A boat has just docked; two men on board are conspiring on the deck. One of them disembarks; from a nearby point on the dock, he signals to the other man on the deck, who throws a suitcase down to him. A little later, at a further point on the dock, the two men fight; one man pushes the holder of the suitcase into the water and flees. A third man has been observing all this. He goes down to the point at the dock where the suitcase-holding man drowned and fishes the suitcase out of the water. He brings it to a secure place and opens it. It is filled with wet banknotes.
In a standard thriller, all of this would most likely be told inside of five minutes, with a lot of exciting cuts to boot. But The Man From London is a Bela Tarr film. Hence, the above-described action takes place in three shots that total about half an hour.
Based on a novel by Georges Simenon (and endorsed by Simenon's son John in the production notes), The Man From London is not, in spite of its title and Tilda Swinton's prominent place in its cast, an English-language film. It is in Hungarian; Swinton speaks her dialogue in English and was dubbed by another actress. This creates a peculiar, international-productions-of-the-'60s effect in what is essentially another Tarr immersion into the black-and-white bleakness of Europe and, natch, man's condition. (And I imagine that this compromise was arrived at largely because these two great souls of contemporary cinema were just that keen to work with each other.) Those expecting something of a departure for Tarr (and they were certainly led to by the Cannes catalog description, which claims the movie has Hungarian and English dialogue, and was shot, gasp, in color) will be a bit let down. Those who luxuriate in Tarr's acutely conjured melancholia (and I am one of them) will swoon. As for the Cannes jury—the movie is in competition—I suspect they'll pass.

But The Man From London is a Bela Tarr film. Hence, the above-described action takes place in three shots that total about half an hour.
That's awesome.
Posted by: Matt | May 22, 2007 at 09:28 PM
But is it absorbing? Doing said action in three shots is impressive in and of itself, but does that stunt add anything to the experience other than one's ability to do it.

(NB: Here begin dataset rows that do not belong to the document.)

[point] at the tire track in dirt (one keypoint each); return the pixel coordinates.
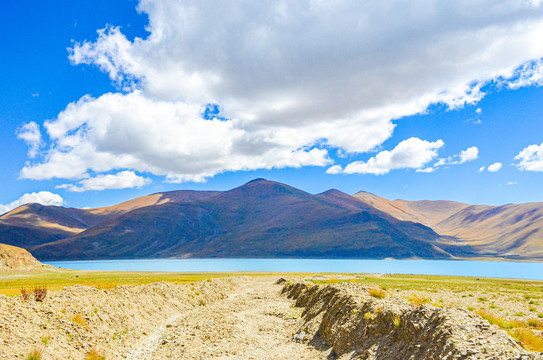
(253, 322)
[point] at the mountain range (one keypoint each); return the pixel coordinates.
(268, 219)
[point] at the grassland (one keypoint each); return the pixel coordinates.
(514, 305)
(56, 279)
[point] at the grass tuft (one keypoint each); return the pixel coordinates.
(377, 292)
(93, 354)
(396, 320)
(528, 339)
(78, 319)
(35, 354)
(418, 300)
(45, 339)
(535, 323)
(25, 294)
(499, 320)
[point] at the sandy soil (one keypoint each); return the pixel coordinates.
(252, 322)
(241, 318)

Posted by: Aaron Aradillas | May 22, 2007 at 11:54 PM
The long takes in Tarr have a moral dimension because they have the effect of making the viewer complicitous in whatever happens to be going on. One French verb for attending or watching a play or a film, "assister à," seems especially relevant here: one "assists at" the onscreen action--something that wouldn't happen in the same way without the long takes. This also gives one plenty of time to think about and meditate on what's happening, which also changes the experience and what it means.

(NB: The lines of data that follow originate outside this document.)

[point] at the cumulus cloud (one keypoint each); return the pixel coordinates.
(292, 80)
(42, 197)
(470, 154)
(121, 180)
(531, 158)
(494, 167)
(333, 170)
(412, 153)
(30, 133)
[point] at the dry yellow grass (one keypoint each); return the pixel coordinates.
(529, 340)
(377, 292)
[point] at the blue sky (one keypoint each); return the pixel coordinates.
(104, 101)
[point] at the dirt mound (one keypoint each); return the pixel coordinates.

Posted by: Jonathan Rosenbaum | May 23, 2007 at 11:34 AM
"Assister a" simply means "to be present for," as in "J'ai assiste au Festival de Cannes cette annee." Nothing to do with participating in something -- as Time magazine discovered when it translated Gerard Depardieu's account of witnessing a rape as a child as "I participated in a rape when I was a child." In any case, I can't see how watching a long take would make you any more or less morally complicitous in a film than watching a conventionally edited sequence -- probably less so if you want to revive Oudart's notion of the "suture" created by cross-cutting.
Posted by: Henri DuPont | May 23, 2007 at 11:45 AM
I down for what The Rosenbaumer has to say, but he still has some explaining to do for choosing Dante's Small Soldiers over Spielberg's Saving Private Ryan.
Posted by: Aaron Aradillas | May 23, 2007 at 11:58 AM
That is because for any works of art, various colors will convey varied meanings.